[kwlug-disc] Wordpress themes must be GPL
Andrew Kohlsmith (mailing lists account)
aklists at mixdown.ca
Mon Jul 26 16:31:22 EDT 2010
On Monday, July 26, 2010 03:42:02 pm Khalid Baheyeldin wrote:
> > Do you have any links to this effect? I don't doubt it, but I'd like to
> > read
> > more about it.
> Here is Matt Asay, who used to write a blog on CNET on Open Source,
> and was an executive at Alfresco (an Open Source dual licensed Java
> Enterprise Content Management system).
[ much reading snipped ]
Wow, thanks for such detailed links! I did a quick read just now, but I'm
going to go back over these links later on, as it is interesting to see how he
has changed his position somewhat. My cursory read left me with the
impression that he is less enchanted with the GPL because of the "cheese
touch" syndrom: it makes others afraid to touch it lest they have to make
their proprietary code available due to "contamination".
> But when you move to stuff that is interpreted and shares process space
> Wordpress or Drupal interpreted via PHP which runs inside Apache), things
> get more interesting. Is your module or theme "derived work"?
Linus made it blatantly clear that modules (code which links to the kernel) do
not have to be GPL. It appears that Wordpress and Drupal need to make very
clear statements as well. It seems that Wordpress has, and that's what this
whole thread was about. :-)
> Then don't give it away? And don't write extensions to GPL software then
> about the license ...
I agree. Personally I think that if all you want to do is develop or code you
are probably best suited for working as part of a larger corporation, maybe
even one that will pay you to write open-source software. If you are looking
for the ability to make money while relaxing... you need to don a few other
hats and be prepared to do businessy stuff so that you have a marketable
Just my $0.02 (+ HST).
> When you ride that wave, you play by the rules and give back your
> extensions under the same license.
> Otherwise, write it from scratch under a proprietary license and then sell
> it any way you want.
Agreed, but I am also thinking that in the case of themes Wordpress may have
shot themselves in the foot. If all you have are the standard themes and you
aren't inclined to write your own, you might decide that other software
(prettier software, since others aren't restricted to giving away their
themes) is more suited for your needs.
> I used to think like that, and even tried it for a while.

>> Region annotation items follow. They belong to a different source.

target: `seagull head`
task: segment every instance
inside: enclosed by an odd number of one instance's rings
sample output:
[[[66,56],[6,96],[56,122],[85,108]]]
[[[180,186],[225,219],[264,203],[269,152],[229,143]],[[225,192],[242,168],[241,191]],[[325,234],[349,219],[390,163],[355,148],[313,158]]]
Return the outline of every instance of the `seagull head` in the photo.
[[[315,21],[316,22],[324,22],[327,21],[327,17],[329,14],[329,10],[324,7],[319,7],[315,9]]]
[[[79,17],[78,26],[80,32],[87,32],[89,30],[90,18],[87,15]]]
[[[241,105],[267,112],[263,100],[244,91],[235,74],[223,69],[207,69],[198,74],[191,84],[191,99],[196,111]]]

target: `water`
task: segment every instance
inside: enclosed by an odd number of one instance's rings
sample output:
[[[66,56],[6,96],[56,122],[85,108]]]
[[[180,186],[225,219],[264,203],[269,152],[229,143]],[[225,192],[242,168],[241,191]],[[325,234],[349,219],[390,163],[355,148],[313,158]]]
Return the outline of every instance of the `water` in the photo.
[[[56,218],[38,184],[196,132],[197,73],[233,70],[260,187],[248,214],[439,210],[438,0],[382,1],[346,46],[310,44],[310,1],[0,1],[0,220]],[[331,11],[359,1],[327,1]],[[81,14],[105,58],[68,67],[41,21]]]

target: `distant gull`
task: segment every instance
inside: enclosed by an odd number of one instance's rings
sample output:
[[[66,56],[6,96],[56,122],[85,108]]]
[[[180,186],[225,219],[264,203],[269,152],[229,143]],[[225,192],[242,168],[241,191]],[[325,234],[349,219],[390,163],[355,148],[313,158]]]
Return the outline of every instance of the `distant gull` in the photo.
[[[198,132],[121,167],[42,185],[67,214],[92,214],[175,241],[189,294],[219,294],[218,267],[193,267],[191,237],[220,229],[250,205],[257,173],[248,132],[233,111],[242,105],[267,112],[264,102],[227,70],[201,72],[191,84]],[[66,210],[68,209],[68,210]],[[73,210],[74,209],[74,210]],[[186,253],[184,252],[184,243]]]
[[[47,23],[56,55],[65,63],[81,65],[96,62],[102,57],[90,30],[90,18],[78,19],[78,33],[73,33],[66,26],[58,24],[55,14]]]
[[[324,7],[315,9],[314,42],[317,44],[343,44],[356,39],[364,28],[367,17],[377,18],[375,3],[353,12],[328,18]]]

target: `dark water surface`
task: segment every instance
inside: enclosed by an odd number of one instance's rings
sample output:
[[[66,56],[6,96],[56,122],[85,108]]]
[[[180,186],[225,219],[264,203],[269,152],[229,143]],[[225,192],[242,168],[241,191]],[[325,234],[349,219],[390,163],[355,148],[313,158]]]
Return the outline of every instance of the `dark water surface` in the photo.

> I found that going to services is best, and freeing the software.
I agree with you.
> I agree that business people sell value, but they do care about the license
> Why is there such a thing as the BSA then? Why do they police proprietary
> usage (pirated or borrowed?)
The BSA exists because you need to be able to use a stick to enforce the "do
not copy my code" that proprietary software needs since they are making
(bucketloads) of money off of licensing.
But let's be honest: the BSA doesn't care about licensing. They care about
member fees and have to club people and scare monger in order to earn those
fees. The BSA would be a very different entity if they went after GPL
(it is my understanding that the BSA only visits people who violate the
licensing of the companies who pay them... I could be wrong about this.)
> Why do we see lawsuits where due diligence was not done for copyright?
Again, because the holder of the copyright has a business centered around
selling multiple copies of the same thing, and if they don't enforce the "you
can only get copies from me" aspect, they would not have a business.